たとえば『週刊さんまとマツコ』(TBS系)であれば、マツコさんが毒を吐いても、さんまさんがバランスをとることができる。でも、『マツコ会議』の場合、マツコさん以外の出演者は基本的にスタッフなので、マツコさん1人が毒を吐く形に。そうなると、面白くできるはずのものでも、そうではなくなってしまうんです」(制作会社スタッフ)
マツコと同じく“毒舌”でバラエティ界の天下にのぼり詰めたのが有吉弘行だ。しかし、昨今の有吉は必ずしも毒舌キャラではない。
「有吉さんは、基本的に“見守りキャラ”に近くなっていますよね。
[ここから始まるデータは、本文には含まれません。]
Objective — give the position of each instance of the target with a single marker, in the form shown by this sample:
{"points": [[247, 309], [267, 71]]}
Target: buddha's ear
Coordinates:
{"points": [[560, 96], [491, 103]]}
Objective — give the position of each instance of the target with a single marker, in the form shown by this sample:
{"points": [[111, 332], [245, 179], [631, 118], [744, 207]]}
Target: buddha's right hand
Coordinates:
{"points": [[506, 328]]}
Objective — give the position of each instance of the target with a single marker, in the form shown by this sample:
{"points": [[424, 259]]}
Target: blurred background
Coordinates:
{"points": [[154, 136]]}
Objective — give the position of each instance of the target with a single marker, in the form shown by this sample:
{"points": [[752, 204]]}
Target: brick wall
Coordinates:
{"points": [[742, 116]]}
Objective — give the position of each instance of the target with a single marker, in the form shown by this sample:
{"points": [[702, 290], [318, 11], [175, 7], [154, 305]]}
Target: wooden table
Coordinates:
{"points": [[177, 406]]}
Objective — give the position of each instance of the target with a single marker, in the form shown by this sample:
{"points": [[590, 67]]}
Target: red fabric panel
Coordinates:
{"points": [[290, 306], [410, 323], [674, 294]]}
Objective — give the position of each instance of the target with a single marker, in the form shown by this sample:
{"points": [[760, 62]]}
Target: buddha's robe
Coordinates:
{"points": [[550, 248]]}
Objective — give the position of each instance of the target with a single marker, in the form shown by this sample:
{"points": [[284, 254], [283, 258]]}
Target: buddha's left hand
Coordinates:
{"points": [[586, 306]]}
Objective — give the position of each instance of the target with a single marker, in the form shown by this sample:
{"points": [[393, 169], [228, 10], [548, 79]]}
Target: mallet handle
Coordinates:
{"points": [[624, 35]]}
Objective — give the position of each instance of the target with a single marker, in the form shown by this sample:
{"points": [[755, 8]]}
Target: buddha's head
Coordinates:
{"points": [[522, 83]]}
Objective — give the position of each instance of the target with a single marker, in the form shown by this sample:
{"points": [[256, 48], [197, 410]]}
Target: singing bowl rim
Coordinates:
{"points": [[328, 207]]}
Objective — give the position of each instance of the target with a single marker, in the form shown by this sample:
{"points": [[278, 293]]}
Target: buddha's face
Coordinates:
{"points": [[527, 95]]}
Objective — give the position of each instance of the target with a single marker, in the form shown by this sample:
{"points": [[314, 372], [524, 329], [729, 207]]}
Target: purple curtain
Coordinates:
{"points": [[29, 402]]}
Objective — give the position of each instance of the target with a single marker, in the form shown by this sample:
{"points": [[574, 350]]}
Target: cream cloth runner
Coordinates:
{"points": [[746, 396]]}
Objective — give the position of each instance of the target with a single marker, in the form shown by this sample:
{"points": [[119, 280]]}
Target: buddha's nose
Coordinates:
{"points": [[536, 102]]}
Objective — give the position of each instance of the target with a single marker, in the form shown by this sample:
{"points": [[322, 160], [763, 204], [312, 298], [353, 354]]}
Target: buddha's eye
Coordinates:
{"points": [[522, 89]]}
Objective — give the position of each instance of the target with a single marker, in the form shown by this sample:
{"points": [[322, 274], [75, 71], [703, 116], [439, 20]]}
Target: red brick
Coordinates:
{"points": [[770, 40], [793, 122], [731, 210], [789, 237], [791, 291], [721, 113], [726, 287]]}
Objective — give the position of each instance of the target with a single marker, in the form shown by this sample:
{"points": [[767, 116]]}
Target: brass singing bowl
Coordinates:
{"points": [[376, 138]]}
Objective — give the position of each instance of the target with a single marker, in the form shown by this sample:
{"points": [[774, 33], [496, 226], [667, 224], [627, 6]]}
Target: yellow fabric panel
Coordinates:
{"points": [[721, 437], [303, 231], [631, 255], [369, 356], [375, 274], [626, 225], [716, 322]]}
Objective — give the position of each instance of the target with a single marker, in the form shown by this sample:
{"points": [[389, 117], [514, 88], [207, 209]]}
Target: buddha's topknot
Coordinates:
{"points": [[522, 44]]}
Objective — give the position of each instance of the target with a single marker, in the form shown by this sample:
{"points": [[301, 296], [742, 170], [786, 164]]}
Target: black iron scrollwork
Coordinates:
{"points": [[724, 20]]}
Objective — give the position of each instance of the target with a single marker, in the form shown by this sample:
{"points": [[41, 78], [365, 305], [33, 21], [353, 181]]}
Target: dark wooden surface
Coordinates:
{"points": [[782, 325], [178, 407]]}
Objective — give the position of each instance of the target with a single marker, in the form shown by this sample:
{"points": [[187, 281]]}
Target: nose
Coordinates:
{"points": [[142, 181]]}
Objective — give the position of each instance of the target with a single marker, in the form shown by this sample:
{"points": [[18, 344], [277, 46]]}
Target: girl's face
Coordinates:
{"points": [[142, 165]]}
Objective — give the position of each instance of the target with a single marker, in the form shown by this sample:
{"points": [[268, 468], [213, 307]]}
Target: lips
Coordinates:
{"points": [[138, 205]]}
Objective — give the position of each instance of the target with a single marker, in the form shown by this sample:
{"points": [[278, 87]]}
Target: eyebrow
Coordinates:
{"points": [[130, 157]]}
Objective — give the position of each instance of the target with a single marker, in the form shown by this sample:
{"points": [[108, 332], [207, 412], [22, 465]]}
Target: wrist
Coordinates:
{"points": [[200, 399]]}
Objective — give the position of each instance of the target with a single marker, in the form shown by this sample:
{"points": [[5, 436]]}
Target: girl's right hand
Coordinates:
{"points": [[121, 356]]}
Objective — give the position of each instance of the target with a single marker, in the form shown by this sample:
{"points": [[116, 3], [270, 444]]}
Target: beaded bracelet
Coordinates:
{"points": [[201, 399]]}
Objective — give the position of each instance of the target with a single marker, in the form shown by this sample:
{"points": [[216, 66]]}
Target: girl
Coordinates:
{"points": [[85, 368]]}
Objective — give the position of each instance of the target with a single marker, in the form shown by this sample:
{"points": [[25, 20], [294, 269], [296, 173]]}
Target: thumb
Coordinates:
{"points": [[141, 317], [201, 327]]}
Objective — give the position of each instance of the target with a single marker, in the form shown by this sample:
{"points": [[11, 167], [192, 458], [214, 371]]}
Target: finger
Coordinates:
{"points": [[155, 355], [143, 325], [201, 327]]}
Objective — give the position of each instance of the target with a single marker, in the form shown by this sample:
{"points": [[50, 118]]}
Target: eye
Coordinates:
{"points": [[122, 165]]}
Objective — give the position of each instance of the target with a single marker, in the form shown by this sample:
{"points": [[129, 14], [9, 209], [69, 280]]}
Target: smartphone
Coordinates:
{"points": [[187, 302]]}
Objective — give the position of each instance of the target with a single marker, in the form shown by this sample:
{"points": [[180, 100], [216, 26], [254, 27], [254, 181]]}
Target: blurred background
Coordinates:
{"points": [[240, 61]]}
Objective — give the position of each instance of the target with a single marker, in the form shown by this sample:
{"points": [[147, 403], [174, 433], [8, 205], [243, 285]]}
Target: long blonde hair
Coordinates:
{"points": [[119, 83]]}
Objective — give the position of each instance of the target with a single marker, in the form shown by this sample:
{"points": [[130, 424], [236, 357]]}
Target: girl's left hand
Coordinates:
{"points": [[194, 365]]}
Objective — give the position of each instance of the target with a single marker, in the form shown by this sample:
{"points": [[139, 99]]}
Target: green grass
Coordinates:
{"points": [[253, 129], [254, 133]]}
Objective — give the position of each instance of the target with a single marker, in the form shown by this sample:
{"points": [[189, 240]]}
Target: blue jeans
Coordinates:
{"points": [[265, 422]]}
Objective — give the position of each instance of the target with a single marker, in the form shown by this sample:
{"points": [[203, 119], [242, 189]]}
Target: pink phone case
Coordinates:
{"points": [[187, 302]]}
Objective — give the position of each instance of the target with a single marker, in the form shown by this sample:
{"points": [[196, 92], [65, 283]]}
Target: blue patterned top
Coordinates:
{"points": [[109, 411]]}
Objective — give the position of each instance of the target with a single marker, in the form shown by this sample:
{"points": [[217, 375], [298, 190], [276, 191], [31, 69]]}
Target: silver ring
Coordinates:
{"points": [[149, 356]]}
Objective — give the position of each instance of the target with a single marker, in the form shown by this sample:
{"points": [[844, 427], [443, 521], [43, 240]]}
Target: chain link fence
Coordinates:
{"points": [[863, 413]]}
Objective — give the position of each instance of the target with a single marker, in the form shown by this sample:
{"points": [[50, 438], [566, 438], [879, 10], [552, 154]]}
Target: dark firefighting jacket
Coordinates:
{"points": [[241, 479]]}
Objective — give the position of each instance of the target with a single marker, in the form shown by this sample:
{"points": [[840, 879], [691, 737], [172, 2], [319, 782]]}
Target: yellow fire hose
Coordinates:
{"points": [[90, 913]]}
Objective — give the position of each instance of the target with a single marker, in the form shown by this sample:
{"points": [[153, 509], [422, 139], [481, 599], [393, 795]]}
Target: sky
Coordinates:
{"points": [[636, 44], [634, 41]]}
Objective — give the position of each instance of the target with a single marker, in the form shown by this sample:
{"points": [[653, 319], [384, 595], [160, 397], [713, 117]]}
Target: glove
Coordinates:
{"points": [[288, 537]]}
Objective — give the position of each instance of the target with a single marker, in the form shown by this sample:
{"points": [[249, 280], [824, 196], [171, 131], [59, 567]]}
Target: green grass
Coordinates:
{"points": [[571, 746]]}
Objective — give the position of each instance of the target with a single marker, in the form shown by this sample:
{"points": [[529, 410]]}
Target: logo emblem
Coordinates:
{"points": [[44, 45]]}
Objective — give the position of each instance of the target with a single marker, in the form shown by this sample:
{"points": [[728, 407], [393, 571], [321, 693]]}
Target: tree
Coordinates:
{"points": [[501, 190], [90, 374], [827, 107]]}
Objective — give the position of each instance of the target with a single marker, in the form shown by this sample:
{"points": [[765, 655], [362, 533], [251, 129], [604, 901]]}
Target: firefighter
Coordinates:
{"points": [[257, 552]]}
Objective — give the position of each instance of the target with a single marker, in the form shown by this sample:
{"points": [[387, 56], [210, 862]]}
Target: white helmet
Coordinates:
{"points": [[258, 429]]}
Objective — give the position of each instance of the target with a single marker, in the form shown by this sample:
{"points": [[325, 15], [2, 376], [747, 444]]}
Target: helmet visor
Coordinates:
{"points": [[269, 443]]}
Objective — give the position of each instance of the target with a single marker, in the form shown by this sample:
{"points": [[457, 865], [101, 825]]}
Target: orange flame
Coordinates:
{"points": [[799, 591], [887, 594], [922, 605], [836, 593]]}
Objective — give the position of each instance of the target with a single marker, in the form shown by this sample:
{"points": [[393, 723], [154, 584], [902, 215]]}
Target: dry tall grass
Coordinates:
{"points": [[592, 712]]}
若手芸人のボケをただただ評価する『有吉の壁』(日本テレビ系)での有吉さんはまさにそうですし、『有吉ゼミ』(日本テレビ系)にしても『櫻井・有吉 THE夜会』(TBS系)にしても、VTRの内容やゲストのトークにリアクションするのが基本で、自分から積極的に毒を吐きに行くことはほとんどない。毒舌キャラから見守りキャラにうまくシフトできているのが有吉さんなんです」(同)
有吉とマツコは『マツコ&有吉 かりそめ天国』(テレビ朝日系)で共演中。ここでの有吉はバランサーになっているという。
「マツコさんが毒舌を吐いたり、多少偏った意見を出したときに、そこにうまく乗っかったり、軽く否定したりしてバランスを取っているのが有吉さん。裏を返せば、有吉さんが“見守りキャラ”でありバランサーになったからこそ、マツコさんはずっと毒舌キャラを担うしかないという側面もあります。役割をこなしているだけですが、その結果、立場が徐々に危うくなっているのがマツコさんと言えます」(同)
また、昨今の地上波番組ではとにかく炎上を避ける方向性に進むケースが多い。その中で、時に偏った意見を発することもあるマツコは、ある意味で“危うい”存在になる可能性もあるという。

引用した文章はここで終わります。